Yesterday, inspired by the Guardian's Secret Teacher piece about a teacher who has become so busy he is eating his lunchtime sandwich at the urinal.  http://www.theguardian.com/teacher-network/teacher-blog/2014/mar/29/teacher-time-standards  I wrote a blog about stress.

After I read the article in the Guardian I felt angry. I was angry that anyone should feel under that much pressure and then I became angry that these articles are published and then shared amongst teachers, each of them adding their horror stories as a badge of honour.   What I wrote in anger sounded preachy and so I  deleted it. What I'd like to read is more from teachers who do have a life, who aren't feeling stress to the point of breaking because they are the teachers we need to learn from.  I know that I'm not a 'proper' teacher so maybe my experience doesn't count but I thought it might help if I shared, honestly, how I try to avoid stress.

1.  I am busy.  Now, I know that sounds like a contradiction but I find that I faff if I have a lot of time.  If I have a whole Sunday with nothing to do then I can spend a whole Sunday planning lessons and marking work but if I don't then I get it done in a few hours.

2.  I eat lunch every day (even though I do a lunchtime club every day). I don't think it matters how busy you are it is important to sit with your colleagues and eat.  Nutrition is so important and you can't function properly without it.  I think the change of scene does my brain good too.

3.  I make lists.  Lists are important, otherwise it all just swirls around in your head.

4.  I don't worry about what I haven't done.  Lists should never be empty and if anyone asks if I've done something that I haven't and should have done I just tell them, "It's on my list!" or, "I'll put it on my list."

5.  Although, I am bad at saying 'No' to things I have learnt to get out of things by delaying and saying, "I'll check my diary."  Some people never ask you again and if they do you have had time to decide if it's something you really want to do.

6.  I get some exercise.  I'm no gym-queen or lycra-lover but I do walk the dog, swim and dig the allotment.  When everything feels like it's getting on top of me there is nothing like fresh air (or blue water) to improve my mood.

7.  I try to do the things I enjoy more often than the things I don't and when I'm really busy I try to remember that I only have myself to blame.  I could have chosen to do less.  It may be expected that I continue all the extra-curricular stuff I do but if I stopped then I would have more time but be less happy.

8.  I try to think of paperwork as the necessary evil.  It's the thing that needs to be done to do the lovely stuff. I only do what is necessary.

9.  I know that I'm going to feel uncomfortable playing the piano in public but the more I do it the less scary it will become (Maybe one day if I'm lucky)

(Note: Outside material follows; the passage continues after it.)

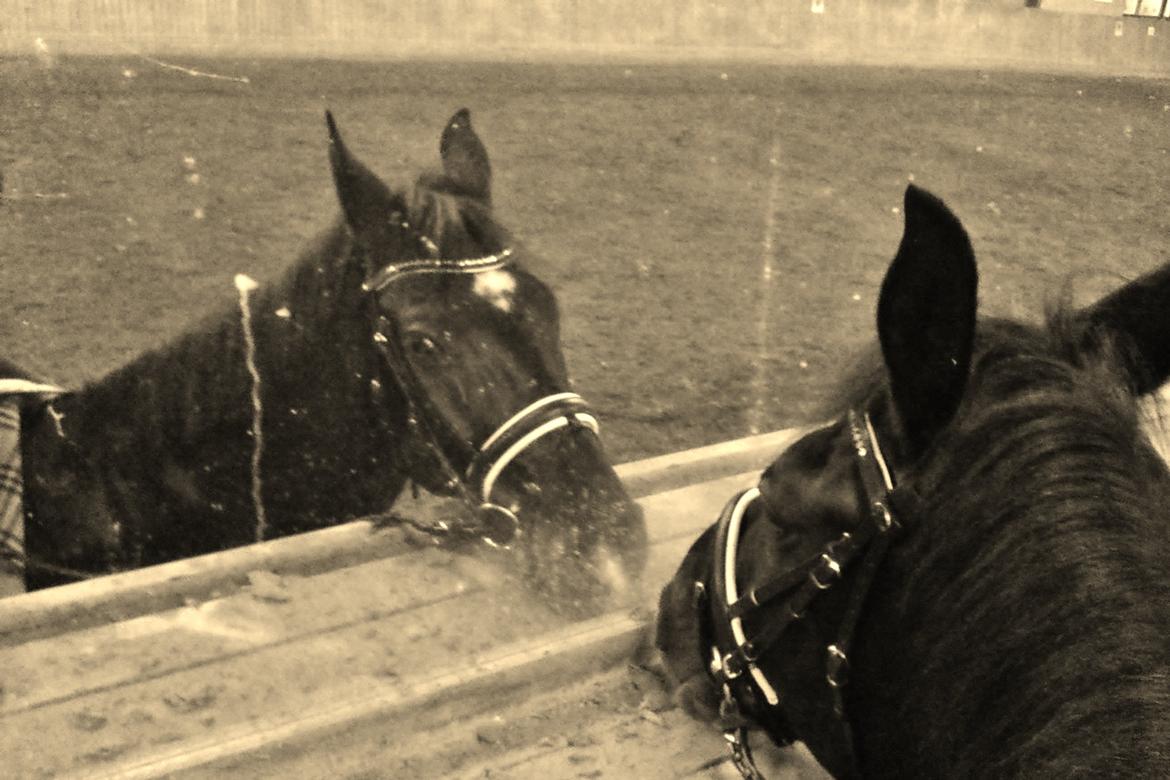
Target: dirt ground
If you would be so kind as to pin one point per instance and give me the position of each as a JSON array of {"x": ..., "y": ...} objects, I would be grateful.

10. I laugh a lot.  Sometimes not always appropriately.

The Laughing Conductor

11.  I remember that people are funny and the more people you engage with the happier you will be.
"Can I smoke it?" Kazoo playing at an Old People's Home

12.  I remember that my family are the most important people in my life.


Tuesday, 25 March 2014

Misguided

I like to think that people are always trying to do the best they can. When I accidentally find myself in a group of people who are moaning about someone I like to be the voice that says, "Yes but...." Maybe that makes me a bit of a pushover but I would much prefer to believe that whatever someone did that annoyed me was done with the best of intentions, even if they were misguided.

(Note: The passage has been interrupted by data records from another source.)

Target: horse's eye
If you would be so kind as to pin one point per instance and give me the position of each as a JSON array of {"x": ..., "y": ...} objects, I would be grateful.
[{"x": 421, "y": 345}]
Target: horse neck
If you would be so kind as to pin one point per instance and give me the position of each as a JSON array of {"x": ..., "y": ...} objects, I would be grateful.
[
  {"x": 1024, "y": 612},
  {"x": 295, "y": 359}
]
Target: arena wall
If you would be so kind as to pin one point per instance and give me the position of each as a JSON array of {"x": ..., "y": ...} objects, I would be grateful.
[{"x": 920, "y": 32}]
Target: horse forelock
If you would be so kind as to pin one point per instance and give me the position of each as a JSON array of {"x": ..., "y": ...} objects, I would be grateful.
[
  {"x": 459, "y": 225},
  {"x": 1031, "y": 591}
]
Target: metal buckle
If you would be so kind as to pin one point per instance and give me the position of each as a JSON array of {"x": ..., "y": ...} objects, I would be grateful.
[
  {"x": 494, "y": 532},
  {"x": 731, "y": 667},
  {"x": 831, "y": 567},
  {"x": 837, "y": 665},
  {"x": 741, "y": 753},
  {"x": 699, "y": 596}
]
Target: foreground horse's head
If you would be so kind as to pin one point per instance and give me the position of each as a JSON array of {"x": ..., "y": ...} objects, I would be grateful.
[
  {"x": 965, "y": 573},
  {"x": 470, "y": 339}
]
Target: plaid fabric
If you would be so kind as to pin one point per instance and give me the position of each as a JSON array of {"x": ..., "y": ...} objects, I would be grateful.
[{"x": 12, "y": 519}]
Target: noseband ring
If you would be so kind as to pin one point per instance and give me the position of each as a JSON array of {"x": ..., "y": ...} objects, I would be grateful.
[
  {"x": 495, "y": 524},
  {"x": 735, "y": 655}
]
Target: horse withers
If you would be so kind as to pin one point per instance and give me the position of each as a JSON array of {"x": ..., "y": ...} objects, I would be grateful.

So this morning, when the dog disappeared from the garden. I tried to think of the reasons why the window cleaner would have not shut the gate.  Maybe it was too stiff for him to shut, maybe he thought I wanted it open or maybe he thought the dog needed free reign of the whole street and I must admit the dog was very happy.

Then I read the papers and found more mis-guided thinking.  People are very cross with Chris Grayling (they often are) and I'm not surprised.  He has banned prisoners receiving parcels of things from family and friends, which includes books.  This has made lots of people (especially writers) very cross and they have reported it as a ban on books for prisoners.  Everyone knows that reading is the salvation for most prisoners and that they should be encouraged to read, they also know that literacy levels in prison are poor.  Maybe he was trying to stop the smuggling in of  things that prisoners weren't allowed to have but surely parcels could be opened and inspected before they were given to prisoners.  A fake book containing a gun and a kilo of heroin would be easy to spot, surely?

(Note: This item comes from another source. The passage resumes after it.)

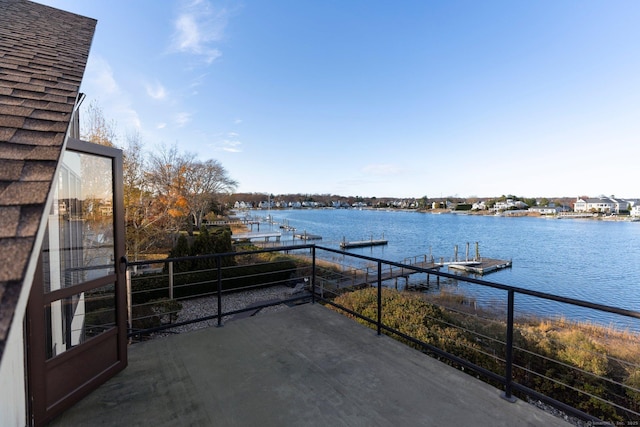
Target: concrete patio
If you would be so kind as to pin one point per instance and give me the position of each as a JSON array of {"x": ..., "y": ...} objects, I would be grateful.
[{"x": 303, "y": 366}]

The government insist that they are not trying to ban books.  They say that prisoners have access to the library, are allowed 12 books in their room and can buy books from their £10 -£15 allowance.  Maybe it's because I'm a book person but that doesn't seem enough.  I have more than 12 books in my room and although I still haven't read everything in our local library, if all I had to do was read then I might quickly exhaust the books I was interested in and if my literacy level was poor then I may prefer to read a car magazine that my great Aunt sent me in the post.  Some prisoners complete degrees while serving their time and I can't imagine any prison library stocking the specialist books required and that allowance isn't going to go very far.  Maybe Mr Grayling also thinks that prisoners should be properly 'punished' and that allowing them to read is a privilege they shouldn't have.  I agree that reading is a treat but if you could foster a love of reading and improve literacy levels then you might just do some rehabilitation.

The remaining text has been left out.